Question

In the given figure the value of x is?

(a) ${{30}^{\circ }}$
(b) ${{10}^{\circ }}$
(c) ${{20}^{\circ }}$
(d) ${{40}^{\circ }}$

Answer 1

Hint: Consider the horizontal line as a straight line and use the fact that ‘the sum of all the angles formed on a straight line is equal to 180 degrees’. Add the three angles and equate them with 180 degrees to form a linear expression in x. Solve for the value of x to get the answer.

Complete step by step answer:
Here we have been provided with the figure shown below where we have three angles formed on a straight line and we are asked to find the value of x.

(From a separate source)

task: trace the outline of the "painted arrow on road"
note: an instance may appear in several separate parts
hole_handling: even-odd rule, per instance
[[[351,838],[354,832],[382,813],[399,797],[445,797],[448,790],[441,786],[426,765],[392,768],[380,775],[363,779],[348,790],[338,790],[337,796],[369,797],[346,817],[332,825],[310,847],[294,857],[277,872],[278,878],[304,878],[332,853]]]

Now, we know that the angle of a straight line is equal to 180 degrees. So if we form several angles on a straight line then their sum must be equal to the total measure of the angle of the straight line, i.e. 180 degree. In the figure we have three angles formed on the horizontal straight line, so we get,
$\begin{align}
  & \Rightarrow 2x+{{40}^{\circ }}+5x={{180}^{\circ }} \\
 & \Rightarrow 7x={{140}^{\circ }} \\
 & \therefore x=20 \\
\end{align}$
So, the correct answer is “Option c”.

Note: Note that you can roughly say that the three angles are forming a linear pair, although they are not a pair because a pair contains two angles. If you combine two angles to consider them as a single unit and leave the third one alone then you can say they are a linear pair. The sum of angles in a linear pair is always equal to 180 degrees hence they can be called a supplementary angle, however the converse is not true.